Localization of RNAPII and 3' end formation factor CstF subunits on C. elegans genes and operons

Abstract

Transcription termination is mechanistically coupled to pre-mRNA 3' end formation to prevent transcription much beyond the gene 3' end. C. elegans, however, engages in polycistronic transcription of operons in which 3' end formation between genes is not accompanied by termination. We have performed RNA polymerase II (RNAPII) and CstF ChIP-seq experiments to investigate at a genome-wide level how RNAPII can transcribe through multiple poly-A signals without causing termination. Our data shows that transcription proceeds in some ways as if operons were composed of multiple adjacent single genes. Total RNAPII shows a small peak at the promoter of the gene cluster and a much larger peak at 3' ends. These 3' peaks coincide with maximal phosphorylation of Ser2 within the C-terminal domain (CTD) of RNAPII and maximal localization of the 3' end formation factor CstF. This pattern occurs at all 3' ends including those at internal sites in operons where termination does not occur. Thus the normal mechanism of 3' end formation does not always result in transcription termination. Furthermore, reduction of CstF50 by RNAi did not substantially alter the pattern of CstF64, total RNAPII, or Ser2 phosphorylation at either internal or terminal 3' ends. However, CstF50 RNAi did result in a subtle reduction of CstF64 binding upstream of the site of 3' cleavage, suggesting that the CstF50/CTD interaction may facilitate bringing the 3' end machinery to the transcription complex.

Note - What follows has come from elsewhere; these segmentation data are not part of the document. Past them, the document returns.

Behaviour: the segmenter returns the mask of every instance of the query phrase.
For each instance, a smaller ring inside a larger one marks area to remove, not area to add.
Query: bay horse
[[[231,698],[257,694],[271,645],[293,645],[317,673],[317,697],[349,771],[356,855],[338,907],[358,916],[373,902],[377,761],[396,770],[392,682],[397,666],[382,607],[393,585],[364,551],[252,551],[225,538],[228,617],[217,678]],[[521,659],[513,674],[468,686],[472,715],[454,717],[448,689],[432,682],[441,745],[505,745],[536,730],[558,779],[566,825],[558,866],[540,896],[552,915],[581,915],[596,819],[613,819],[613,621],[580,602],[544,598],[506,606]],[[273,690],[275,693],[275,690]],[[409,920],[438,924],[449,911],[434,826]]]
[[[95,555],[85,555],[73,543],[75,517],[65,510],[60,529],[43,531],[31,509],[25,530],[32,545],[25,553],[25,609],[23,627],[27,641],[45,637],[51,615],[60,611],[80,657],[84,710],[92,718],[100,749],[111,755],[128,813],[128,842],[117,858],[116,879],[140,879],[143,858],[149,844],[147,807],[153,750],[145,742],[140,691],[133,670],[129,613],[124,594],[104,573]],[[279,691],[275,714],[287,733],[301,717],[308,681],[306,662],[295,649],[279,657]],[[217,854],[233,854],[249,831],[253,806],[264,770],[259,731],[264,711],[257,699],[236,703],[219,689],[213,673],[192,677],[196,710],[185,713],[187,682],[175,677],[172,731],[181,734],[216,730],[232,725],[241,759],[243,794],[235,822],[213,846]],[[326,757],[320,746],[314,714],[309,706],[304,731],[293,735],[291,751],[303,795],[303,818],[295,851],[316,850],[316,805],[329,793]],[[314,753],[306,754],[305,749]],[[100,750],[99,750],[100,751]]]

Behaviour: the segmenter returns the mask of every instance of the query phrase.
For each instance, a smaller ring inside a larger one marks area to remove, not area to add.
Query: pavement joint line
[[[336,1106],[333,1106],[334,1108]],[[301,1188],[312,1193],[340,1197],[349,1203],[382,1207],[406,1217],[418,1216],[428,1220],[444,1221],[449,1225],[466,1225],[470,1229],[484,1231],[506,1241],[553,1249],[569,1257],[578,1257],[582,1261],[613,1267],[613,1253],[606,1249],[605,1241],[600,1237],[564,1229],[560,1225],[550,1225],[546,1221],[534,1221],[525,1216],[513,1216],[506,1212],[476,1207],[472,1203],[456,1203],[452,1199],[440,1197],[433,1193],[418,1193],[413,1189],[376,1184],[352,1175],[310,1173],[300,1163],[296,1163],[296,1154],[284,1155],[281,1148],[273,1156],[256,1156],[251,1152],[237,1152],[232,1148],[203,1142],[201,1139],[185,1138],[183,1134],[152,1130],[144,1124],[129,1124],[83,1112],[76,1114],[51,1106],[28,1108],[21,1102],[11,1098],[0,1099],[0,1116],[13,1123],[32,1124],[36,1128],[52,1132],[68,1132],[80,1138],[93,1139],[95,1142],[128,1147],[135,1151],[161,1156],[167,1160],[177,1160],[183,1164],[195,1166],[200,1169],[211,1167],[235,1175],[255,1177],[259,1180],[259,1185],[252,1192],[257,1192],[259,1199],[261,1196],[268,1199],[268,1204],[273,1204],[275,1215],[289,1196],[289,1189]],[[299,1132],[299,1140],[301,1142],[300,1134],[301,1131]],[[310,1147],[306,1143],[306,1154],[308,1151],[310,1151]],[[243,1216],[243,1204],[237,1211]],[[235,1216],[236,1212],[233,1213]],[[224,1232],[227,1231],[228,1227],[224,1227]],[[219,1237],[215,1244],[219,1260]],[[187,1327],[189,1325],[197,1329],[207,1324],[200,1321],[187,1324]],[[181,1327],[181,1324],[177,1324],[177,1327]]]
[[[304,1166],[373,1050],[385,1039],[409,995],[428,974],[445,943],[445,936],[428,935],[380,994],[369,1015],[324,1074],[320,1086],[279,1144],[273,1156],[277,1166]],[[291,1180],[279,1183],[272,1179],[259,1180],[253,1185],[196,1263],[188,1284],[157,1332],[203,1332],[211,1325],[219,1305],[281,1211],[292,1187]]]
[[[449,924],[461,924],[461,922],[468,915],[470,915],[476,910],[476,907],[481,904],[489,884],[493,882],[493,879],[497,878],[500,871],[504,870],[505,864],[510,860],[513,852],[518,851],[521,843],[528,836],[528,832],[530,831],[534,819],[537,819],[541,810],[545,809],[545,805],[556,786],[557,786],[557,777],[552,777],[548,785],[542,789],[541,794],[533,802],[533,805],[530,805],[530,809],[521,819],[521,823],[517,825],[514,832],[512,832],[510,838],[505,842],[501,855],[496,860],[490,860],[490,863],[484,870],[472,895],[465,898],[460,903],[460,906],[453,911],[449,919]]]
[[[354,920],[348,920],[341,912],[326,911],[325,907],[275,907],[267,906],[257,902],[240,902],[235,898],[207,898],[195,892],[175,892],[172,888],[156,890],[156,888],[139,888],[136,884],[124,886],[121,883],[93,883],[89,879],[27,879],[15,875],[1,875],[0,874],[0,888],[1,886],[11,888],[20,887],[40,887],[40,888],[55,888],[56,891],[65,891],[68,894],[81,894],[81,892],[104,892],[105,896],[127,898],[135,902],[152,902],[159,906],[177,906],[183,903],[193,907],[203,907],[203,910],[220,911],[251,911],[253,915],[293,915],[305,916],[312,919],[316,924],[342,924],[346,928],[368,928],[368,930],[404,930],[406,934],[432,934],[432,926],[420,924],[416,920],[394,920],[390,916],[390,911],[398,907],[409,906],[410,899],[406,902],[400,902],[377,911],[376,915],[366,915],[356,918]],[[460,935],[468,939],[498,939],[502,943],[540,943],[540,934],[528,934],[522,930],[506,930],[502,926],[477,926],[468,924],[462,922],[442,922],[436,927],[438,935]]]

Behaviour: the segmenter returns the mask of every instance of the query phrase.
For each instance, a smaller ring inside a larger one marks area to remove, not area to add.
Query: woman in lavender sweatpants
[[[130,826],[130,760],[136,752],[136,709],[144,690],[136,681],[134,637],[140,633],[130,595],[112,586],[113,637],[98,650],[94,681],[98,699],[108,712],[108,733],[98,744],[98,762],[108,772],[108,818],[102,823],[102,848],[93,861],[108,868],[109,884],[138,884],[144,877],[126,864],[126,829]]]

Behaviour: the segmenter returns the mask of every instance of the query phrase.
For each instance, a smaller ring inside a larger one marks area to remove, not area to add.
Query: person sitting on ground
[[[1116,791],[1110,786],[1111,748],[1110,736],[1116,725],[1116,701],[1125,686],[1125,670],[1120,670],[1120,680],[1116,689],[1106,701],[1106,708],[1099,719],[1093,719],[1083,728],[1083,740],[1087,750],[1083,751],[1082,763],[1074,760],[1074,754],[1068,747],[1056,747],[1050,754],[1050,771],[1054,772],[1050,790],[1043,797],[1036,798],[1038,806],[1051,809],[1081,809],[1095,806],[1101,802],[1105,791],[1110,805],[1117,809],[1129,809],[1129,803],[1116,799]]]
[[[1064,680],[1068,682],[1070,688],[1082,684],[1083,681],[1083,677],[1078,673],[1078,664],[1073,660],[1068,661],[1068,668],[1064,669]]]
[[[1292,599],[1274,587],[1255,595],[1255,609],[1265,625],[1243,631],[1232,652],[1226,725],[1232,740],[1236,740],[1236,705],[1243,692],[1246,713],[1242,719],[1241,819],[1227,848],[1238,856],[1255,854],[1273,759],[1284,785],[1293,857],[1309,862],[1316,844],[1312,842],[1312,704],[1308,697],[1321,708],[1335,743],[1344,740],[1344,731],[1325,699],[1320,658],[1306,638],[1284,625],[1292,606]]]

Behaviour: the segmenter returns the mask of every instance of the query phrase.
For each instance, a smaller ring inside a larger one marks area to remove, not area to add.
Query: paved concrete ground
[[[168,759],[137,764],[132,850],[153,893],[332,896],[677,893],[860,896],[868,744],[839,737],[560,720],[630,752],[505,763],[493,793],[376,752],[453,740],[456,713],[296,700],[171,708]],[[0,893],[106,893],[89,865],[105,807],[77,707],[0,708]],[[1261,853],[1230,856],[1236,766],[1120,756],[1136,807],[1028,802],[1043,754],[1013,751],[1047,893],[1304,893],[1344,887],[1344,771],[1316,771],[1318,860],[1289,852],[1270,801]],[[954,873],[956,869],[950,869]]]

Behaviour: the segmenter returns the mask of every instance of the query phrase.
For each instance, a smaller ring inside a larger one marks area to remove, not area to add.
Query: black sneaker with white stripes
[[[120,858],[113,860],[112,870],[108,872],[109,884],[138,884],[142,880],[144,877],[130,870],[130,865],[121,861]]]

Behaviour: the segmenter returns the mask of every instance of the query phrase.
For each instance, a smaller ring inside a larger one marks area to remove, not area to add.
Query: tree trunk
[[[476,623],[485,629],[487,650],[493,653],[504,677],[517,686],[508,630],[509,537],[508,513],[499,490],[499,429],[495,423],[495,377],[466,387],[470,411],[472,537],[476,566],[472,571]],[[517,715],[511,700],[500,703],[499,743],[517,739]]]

Keywords: CTD phosphorylation; RNA Polymerase II; RNAPII termination; Transcription; cleavage stimulatory factor; torpedo model.

Figure 1.

Localization of RNAPII and CstF subunits along isolated C. elegans genes. (A) Individual example gene. The gene model from IGV browser is aligned at the bottom with exons shown as boxes and introns as lines. The height of the ChIP peak represents the number of reads covering each location along the gene (soc-2). H3K9ac regions with greater than 90% hybridization over the genome are indicated by a box. (B–C) Metagene of 1,691 expressed genes. Metagenes were calculated by taking genes greater than 2 kb and scaling their gene body (+500 to +2500) to the same size. Five′ ends (−500 bp to +500 bp) and 3′ ends (2500 bp to 3500 bp) were not scaled. The signal was averaged at each base pair and the individual positions averaged across 50 bp windows. An arrow indicates the transcription start site and the 3′ end by a dotted vertical line. The x-axis indicates the location along the metagene in bp. The y-axis indicates normalized reads relative to an input DNA library (see Methods). (B) RNAPII and Ser2p. (C) CstF subunits. (D) Metagene of 242 non-expressed genes based on mRNA-seq data. RNAPII (red), Ser2p (purple), CstF64 (green), CstF50 (blue) and H3K9me3 (gray) were quantitated by ChIP-seq, and H3K9ac (black) by ChIP-on-chip.

Figure 2.

Ratios of Ser2p and CstF subunits in expressed genes. The ratio of Ser2p/RNAPII metagenes (A), (B) CstF64/RNAPII (salmon) and CstF50/RNAPII (purple), (C) CstF64/Ser2p (green) and CstF50/Ser2p (blue) and (D) CstF64/CstF50 (gray).

Figure 3.

Representative snapshots of C. elegans operons from ChIP experiments. RNAPII, Ser2p, CstF64 and CstF50 are ChIP-seq experiments and H3K9ac (black) is a ChIP-on-chip experiment. Dotted lines mark genes boundaries. Transcription is from left to right. (A) A two-gene operon, CEOP1452. (B) A three-gene operon, CEOP5100. (C) An eight-gene operon, CEOP1484, which contains an internal promoter (red arrow).

Figure 4.

Localization of RNAPII and CstF subunits in expressed C. elegans operons. Metagene of operon genes divided by first gene (n = 184), internal genes (n = 111) and terminal genes (n = 705). (A) Metaoperon showing RNAPII, Ser2p and H3K9me3. (B) Metaoperon showing CstF64, CstF50 and H3K9me3.

Figure 5.

CstF64 localization to C. elegans genes and operons is altered by CstF50 knockdown. ChIP-seq experiments of CstF64 in untreated (green) and CstF50 RNAi'ed (light green) samples. (A) Metagene analysis of expressed and isolated genes based on mRNA-seq data (n = 1,691). (B) Metaoperon of first (n = 184), internal (n = 111) and terminal (n = 705) genes.